….are greatly exaggerated.
I “lost” my blog yesterday. Some of you may have noticed. The hosting company had problems with one of their servers, and somehow both primary as well as backup disks died on them. Whatever backup means in that context.
I don’t like blame cultures, nor am I intrinsically litigious. These things happen and I must move on. Covenant not contract.
But it taught me something.
If I had lost the only manuscript of a novel I was writing, I might have felt different. I don’t know.
What I do know is that blogs are conversational and relational, not transactional. Which suggests that the impact of a temporarily-dead blog is different from, say, a temporarily-dead e-commerce site. Something for me to mull over.
It does mean starting over. And that will be an experience for me. Finding out what I can recover from feedburner, from newsgator, from the Google cache. And setting about restoring the blog piece by piece. Learning about what can be done about the images and the comments. Selecting the best route to achieving the restoration. Since I like restoring old books, I will enjoy doing this.

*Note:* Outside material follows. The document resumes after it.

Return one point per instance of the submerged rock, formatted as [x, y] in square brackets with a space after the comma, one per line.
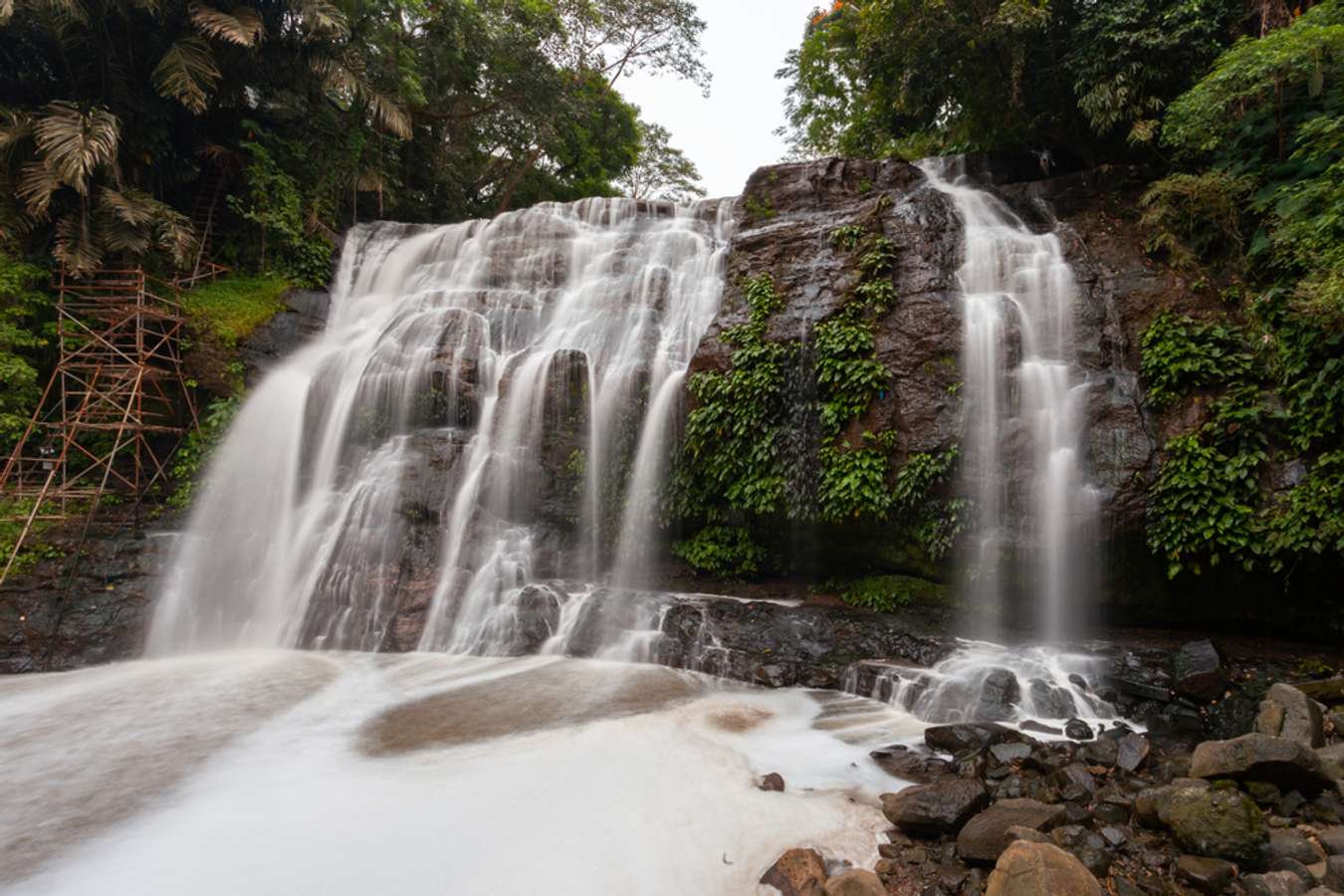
[929, 810]
[986, 835]
[798, 872]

Much for me to learn. Which makes it all worthwhile. I promise to share my learning with those that are interested.
I shall return.
In the meantime, I’d appreciate your patience and your tolerance. Normal service will be resumed over the next few days.
Best of luck trying to track down the (kernels of the) snowballs you have set in motion. It shall be an interesting experiment to see what fragments of your blogging to date remain in the minds of the many individual machines that make up the internet. As for human minds, your thoughts and ideas have already taken root. Once you seed it there is no stopping it.
We’re working on an application that would have had backups of everything you potentially lost. Maybe you can help us beta test it. If you’re interested, send me an email.
Raj
CEO, BigSwerve
If it helps (and I’m sure it won’t…much), I have seven of your past posts marked as new in my aggregator. But that’s not even a dent in what was here. Your calm is humbling, because I would be going apeshit.
Faced with a similarly painful situation – and as a last resort – I took a failed disk, that had not been sufficiently frequently backed up, to a specialist. He tried everything – and then his last resort … an approach resulting from unrestrained, shared, experience and freedom to experiment. It had worked before. He gave the hard drive a whack at a practised angle. In bringing its side down on to the palm of his hand, he managed to get the disk working – temporarily.
This approach is clearly not without risk of further damage, nor is it necessarily the right approach but sometimes the unorthodox, unconventional route is the optimum (or even only) way to solve a problem – until the route becomes entirely discredited, mainstream or superceded with something better – a sort of early adopter’s advantage/disadvantage .
Once all the other options have been attempted, your hosts may decide to investigate, or reject, this (literally) lateral solution – or another unorthodox approach such as freezing the drive. Some of these are listed in the pdf: ‘200 ways to revive a hard drive’ http://www.governmentsecurity.org/forum/index.php?act=Attach&type=post&id=4036
C’mon, we all know you did this as an “object lesson” of some sort! Like to make us all think about what would happen if Google crashed. Or the entire net…
My lessons from running my own blog:
– If you’re doing more than sharing news of the kids and pics of the dog, always register a domain of your own. Never be tied to any one hosting service or blogging platform. You’ll regret it. Make it your own personal microbrand, don’t confuse it with that of the postman who stored and delivered the bits. (Obviously, someone from Calcutta isn’t as confused here as he purports ;) )
– Only host your data somewhere that can provide a dump or export. My host (pair.net) lets me run a nightly cron job to dump the MySQL database to flat files.
– Sync that export daily, and keep weekly and monthly backups in case of gun-foot-shoot accidents. I personally use my always-on home server to rsync the data down, but you can do the same to your laptop with a scheduled job just as easily. It’s one line of script and a Windows scheduled task.
And whatever you do, don’t ask me about my embarassing data deletion and loss screw-ups. I’m not telling, particularly about the 30,000 lost bank transaction records.
PS – My blog backup has already save my ass once in 3 years.
Ouch.
But we’re still here talking, so that tells you something.
Too late now of course, but next time try http://www.httrack.com/ for creating your own periodic backup of your blog.
Sorry to hear that — but let’s continue the conversations, right?
I admire your ability to move on without blaming your host.
If you’re at all interested, you may be able to google yourself and then click on their cached links. I came looking for an article here that obviously got hosted in the disk crash and is no more, but it’s still out there in the great cache – thank you, and thanks google :)
Welcome back! Always enjoy the creative insights found on Confused of Calcutta.